Tcf4, also known as Transcription Factor-4, is a transcription factor implicated in the WNT signaling pathway. It plays a crucial role in various biological processes as it binds to β -catenin, an effector of the Wnt pathway, and activates the transcription of genes involved in cell proliferation. This interaction makes it a key player in normal development and is also associated with numerous disease conditions [4,5].

In prostate cancer, Tcf4 was found to induce enzalutamide resistance via neuroendocrine differentiation. RNA sequence analysis showed increased Tcf4 expression in enzalutamide-resistant LNCaP cells. Inducible TCF4 overexpression led to enzalutamide-resistance in a mouse xenograft model, and small molecule inhibitors of TCF4 partially reversed this resistance [1].

In colorectal cancer, TCF4 enhances hepatic metastasis by regulating tumor-associated macrophage recruitment and M2 polarization through the CCL2/CCR2 signaling axis.

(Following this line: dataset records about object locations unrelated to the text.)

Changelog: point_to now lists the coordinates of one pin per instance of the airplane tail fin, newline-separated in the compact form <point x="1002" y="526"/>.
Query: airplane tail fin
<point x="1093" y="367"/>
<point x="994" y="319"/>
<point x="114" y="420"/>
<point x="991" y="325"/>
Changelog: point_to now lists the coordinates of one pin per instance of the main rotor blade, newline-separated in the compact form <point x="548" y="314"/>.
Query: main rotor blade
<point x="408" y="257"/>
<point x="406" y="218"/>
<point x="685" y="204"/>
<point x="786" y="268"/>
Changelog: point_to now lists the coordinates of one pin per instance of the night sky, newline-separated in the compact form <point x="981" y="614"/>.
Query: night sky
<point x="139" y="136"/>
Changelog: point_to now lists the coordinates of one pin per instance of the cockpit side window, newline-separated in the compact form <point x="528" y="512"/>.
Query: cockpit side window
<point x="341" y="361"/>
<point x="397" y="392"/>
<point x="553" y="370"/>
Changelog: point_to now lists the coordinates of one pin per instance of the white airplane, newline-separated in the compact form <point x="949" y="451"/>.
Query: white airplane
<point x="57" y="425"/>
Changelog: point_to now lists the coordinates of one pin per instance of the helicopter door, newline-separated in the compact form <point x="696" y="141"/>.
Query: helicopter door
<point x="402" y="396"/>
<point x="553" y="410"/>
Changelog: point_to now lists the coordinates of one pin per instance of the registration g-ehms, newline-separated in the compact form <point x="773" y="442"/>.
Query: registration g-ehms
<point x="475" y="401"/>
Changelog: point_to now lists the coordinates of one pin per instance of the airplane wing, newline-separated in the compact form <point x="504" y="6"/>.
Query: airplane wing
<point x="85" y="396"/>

TCF4 deficiency in MC38 cells in a syngeneic mouse model reduced TAM infiltration and M2 polarization at the metastasis site [2].

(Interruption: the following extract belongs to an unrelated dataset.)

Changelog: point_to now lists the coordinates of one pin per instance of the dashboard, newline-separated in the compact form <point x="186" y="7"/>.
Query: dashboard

In osteosarcoma, TCF4 functions as an oncogene. Circ_0004674 promotes osteosarcoma glycolysis and proliferation through the miR-140-3p/TCF4 pathway, as inhibition of miR-140-3p or overexpression of TCF4 could reverse the phenotypic changes in cancer cells induced by circ_0004674 silencing [3].

In conclusion, Tcf4 is a vital transcription factor in the WNT signaling pathway. Its role in disease has been revealed through in vivo studies, especially in mouse models. In prostate, colorectal, and osteosarcoma cancers, Tcf4 is involved in processes like drug resistance, metastasis, and tumor cell metabolism, highlighting its potential as a therapeutic target in these disease areas.